第1章 秘事は睫
「ま、待ってください・・・!」
再びベッドを降りようとするエルヴィンの服の裾を咄嗟に掴んだユリア。
黙って動きを止めたエルヴィンの背にユリアは小さく呟いた。
「あの・・・私を必ず救い出すと仰っていましたが・・・どうやって?私も団長も、顔は愚か、所属兵団や部隊も割れています。この場から抜け出したとしても、この人は必ず私達を殺しにくる・・・」
ユリアは考えを巡らせ、恐怖や不安に駆られる。
今までの人生に別れを告げなければならないかもしれない。
ユリアの言葉にエルヴィンはユリアにベッドから降りるように言った。
「君は見られたくない、大切な物はどうする」
「・・・隠します、誰も分からない場所に」
「そうだな。
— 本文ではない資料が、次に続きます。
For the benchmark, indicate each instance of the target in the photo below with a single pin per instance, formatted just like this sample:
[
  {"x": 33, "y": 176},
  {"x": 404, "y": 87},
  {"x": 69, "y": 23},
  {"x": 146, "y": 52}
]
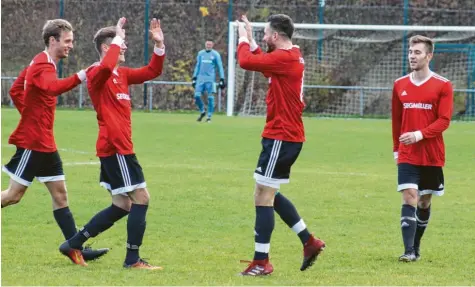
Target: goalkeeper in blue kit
[{"x": 204, "y": 78}]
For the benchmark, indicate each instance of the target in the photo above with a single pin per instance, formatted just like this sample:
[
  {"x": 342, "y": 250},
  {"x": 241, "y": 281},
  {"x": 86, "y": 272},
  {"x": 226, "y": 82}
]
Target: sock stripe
[
  {"x": 262, "y": 247},
  {"x": 132, "y": 246},
  {"x": 408, "y": 218},
  {"x": 299, "y": 226},
  {"x": 421, "y": 221},
  {"x": 273, "y": 158}
]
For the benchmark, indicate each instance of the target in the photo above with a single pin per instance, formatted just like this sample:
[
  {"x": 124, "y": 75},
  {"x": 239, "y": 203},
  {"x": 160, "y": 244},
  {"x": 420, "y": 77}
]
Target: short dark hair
[
  {"x": 428, "y": 42},
  {"x": 103, "y": 36},
  {"x": 282, "y": 24},
  {"x": 53, "y": 28}
]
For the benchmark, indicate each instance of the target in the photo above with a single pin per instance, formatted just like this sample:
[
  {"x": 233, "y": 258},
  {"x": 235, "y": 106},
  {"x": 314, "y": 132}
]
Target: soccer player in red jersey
[
  {"x": 282, "y": 138},
  {"x": 121, "y": 174},
  {"x": 17, "y": 91},
  {"x": 422, "y": 105},
  {"x": 34, "y": 93}
]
だがこの世界には“秘事は睫”という言葉がある」
「“秘事は案外近くにあり、容易には気付かれない”・・・」
「そうだ」
エルヴィンがベッドのマットを剥がすと、鍵のついた棚が現れた。
「・・・ベッドが・・・」
「彼はここに自分の秘事を隠しているらしいな」
「何故ベッドが秘事の隠し場所だとお分かりに?」
「・・・聞きたいか?先程の行為よりも少し刺激の強すぎる話かもしれないが」
目が笑っていないエルヴィンにユリアは「結構です」と怖気て、エルヴィンが屈んで鍵を開け始めるのを見入る。
中には様々な“道具”や、書類が入っており、エルヴィンはその中にある書類を読んでユリアに手渡した。
読めば、人身売買と競り会場での記録、そしてそれには全て公爵の指印が押してあった。